20 Nu dan, Heere, onze God, verlos ons uit zijn hand, zo zullen alle koninkrijken der aarde weten, dat Gij alleen de Heere zijt.
21 Toen zond Jesaja, de zoon van Amoz, tot Hizkía, om te zeggen: Alzo zegt de Heere, de God Israëls: Dat gij tot Mij gebeden hebt tegen Sanherib, de koning van Assyrië, heb Ik gehoord .
22 Dit is het woord, dat de Heere over hem gesproken heeft: De jonkvrouw, de dochter van Sion, veracht u, zij bespot u, de dochter van Jeruzalem schudt het hoofd achter u.
23 Wie hebt gij gehoond en gelasterd, en tegen Wie hebt gij de stem verheven, en uw ogen omhoog opgeheven? Tegen de Heilige Israëls!
24 Door middel van uw dienstknechten hebt gij de Heere gehoond, en gezegd: Ik heb met de menigte van mijn wagens beklommen de hoogte der bergen, de zijden van Libanon; en ik zal zijn hoge cederbomen, en zijn uitgelezen dennebomen afhouwen; en zal komen tot zijn uiterste hoogte, in het woud van zijn schone veld.
25 Ik heb gegraven en de wateren gedronken; en ik heb met mijn voetzolen alle rivieren der belegerde plaatsen droog gelegd.
26 Hebt gij niet gehoord, dat Ik zulks lang te voren gedaan heb, en dat van de oude dagen af geformeerd heb? Nu heb Ik dat doen komen, dat gij zoudt zijn, om de vaste steden te verstoren tot woeste hopen.
27 Daarom waren hun inwoners machteloos, zij waren verslagen en beschaamd; zij waren als het gras des velds en de groene grasscheutjes, als het hooi der daken, en het brandkoren, eer het overeind staat.
28 Maar Ik weet uw zitten, en uw uitgaan, en uw inkomen, en uw woeden tegen Mij.
29 Om uw woeden tegen Mij, en dat uw woelen voor Mijn oren opgekomen is, zo zal Ik Mijn haak in uw neus leggen, en Mijn gebit in uw lippen, en Ik zal u doen weerkeren door die weg, door welke gij gekomen zijt.
30 En dat zij u een teken, dat men in dit jaar, wat vanzelf gegroeid is, eten zal, en in het tweede jaar, wat daarvan weer uitspruit; maar zaait in het derde jaar, en maait, en plant wijngaarden, en eet hun vruchten.
31 Want het ontkomene, dat overgebleven is van het huis van Juda, zal weer nederwaarts wortelen, en het zal opwaarts vrucht dragen.
32 Want van Jeruzalem zal het overblijfsel uitgaan, en het ontkomene van de berg Sion; de ijver van de Heere der heerscharen zal dit doen.
33 Daarom, zo zegt de Heere van de koning van Assyrië: Hij zal in deze stad niet komen, noch een pijl daarin schieten; ook zal hij met geen schild daarvoor komen, en zal geen wal daartegen opwerpen.
34 Door de weg, die hij gekomen is, door die zal hij weerkeren; maar in deze stad zal hij niet komen, zegt de Heere.
35 Want Ik zal deze stad beschermen, om die te verlossen, om Mijnentwil, en om David, Mijn knecht.
36 Toen voer de engel des Heeren uit, en sloeg in het leger van Assyrië honderd vijf en tachtig duizend.

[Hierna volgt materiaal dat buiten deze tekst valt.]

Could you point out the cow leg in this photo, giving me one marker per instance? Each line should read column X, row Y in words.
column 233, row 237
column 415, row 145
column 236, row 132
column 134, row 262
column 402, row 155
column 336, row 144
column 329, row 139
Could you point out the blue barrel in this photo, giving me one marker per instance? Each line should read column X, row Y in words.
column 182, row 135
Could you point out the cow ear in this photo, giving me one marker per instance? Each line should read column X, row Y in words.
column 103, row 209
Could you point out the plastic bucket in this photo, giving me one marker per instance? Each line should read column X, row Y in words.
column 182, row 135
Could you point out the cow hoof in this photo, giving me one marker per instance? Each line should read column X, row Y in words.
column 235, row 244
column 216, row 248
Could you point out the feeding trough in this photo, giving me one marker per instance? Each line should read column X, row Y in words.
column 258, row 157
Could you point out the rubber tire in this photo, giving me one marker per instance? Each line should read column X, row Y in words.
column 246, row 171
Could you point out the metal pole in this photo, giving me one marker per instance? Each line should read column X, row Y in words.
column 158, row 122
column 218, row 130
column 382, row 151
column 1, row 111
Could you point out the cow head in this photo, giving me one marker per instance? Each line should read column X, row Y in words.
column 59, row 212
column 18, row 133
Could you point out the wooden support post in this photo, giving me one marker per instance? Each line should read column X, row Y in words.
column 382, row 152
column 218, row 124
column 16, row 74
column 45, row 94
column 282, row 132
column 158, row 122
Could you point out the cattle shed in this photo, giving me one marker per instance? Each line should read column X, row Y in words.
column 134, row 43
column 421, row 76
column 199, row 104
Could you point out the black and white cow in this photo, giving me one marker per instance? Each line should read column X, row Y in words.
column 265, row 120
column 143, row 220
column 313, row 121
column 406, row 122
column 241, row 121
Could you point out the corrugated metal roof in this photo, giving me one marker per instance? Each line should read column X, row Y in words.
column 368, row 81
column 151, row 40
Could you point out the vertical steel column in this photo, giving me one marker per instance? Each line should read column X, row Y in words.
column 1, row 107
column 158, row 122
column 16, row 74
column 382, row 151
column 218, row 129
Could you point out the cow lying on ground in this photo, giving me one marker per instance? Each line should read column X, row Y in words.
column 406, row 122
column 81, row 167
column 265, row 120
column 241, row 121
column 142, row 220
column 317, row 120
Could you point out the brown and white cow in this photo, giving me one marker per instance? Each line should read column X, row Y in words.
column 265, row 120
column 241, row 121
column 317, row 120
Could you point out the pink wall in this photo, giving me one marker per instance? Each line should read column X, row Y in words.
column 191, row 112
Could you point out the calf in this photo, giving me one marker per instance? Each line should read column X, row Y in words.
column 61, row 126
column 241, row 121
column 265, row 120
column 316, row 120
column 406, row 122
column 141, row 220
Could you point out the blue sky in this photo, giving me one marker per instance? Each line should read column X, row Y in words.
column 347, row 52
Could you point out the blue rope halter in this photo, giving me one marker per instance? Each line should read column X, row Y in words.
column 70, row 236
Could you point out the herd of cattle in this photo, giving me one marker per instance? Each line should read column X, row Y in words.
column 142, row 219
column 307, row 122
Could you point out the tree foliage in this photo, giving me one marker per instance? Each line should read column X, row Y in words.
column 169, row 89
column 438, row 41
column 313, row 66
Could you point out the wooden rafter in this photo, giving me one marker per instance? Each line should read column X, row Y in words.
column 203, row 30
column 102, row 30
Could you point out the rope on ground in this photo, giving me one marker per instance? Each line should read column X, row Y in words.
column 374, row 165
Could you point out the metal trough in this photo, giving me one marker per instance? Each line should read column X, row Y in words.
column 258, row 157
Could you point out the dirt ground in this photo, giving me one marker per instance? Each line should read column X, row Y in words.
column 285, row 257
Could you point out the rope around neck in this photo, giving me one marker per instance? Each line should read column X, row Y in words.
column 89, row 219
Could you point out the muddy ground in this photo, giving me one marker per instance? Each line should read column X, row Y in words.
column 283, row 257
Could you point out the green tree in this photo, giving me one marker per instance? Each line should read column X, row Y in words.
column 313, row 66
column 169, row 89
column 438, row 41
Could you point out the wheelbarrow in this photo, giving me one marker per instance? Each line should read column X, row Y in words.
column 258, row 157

En toen zij zich des morgens vroeg opmaakten, ziet, die allen waren dode lichamen.
37 Zo vertrok Sanherib, de koning van Assyrië, en trok heen, en keerde weer; en hij bleef te Níneve.
38 Het geschiedde nu, toen hij in het huis van Nisroch, zijn god, zich neerboog, dat Adrammélech en Sarézer, zijn zonen, hem met het zwaard versloegen; doch zij ontkwamen in het land van Ararat; en Esar-Haddon, zijn zoon, werd koning in zijn plaats.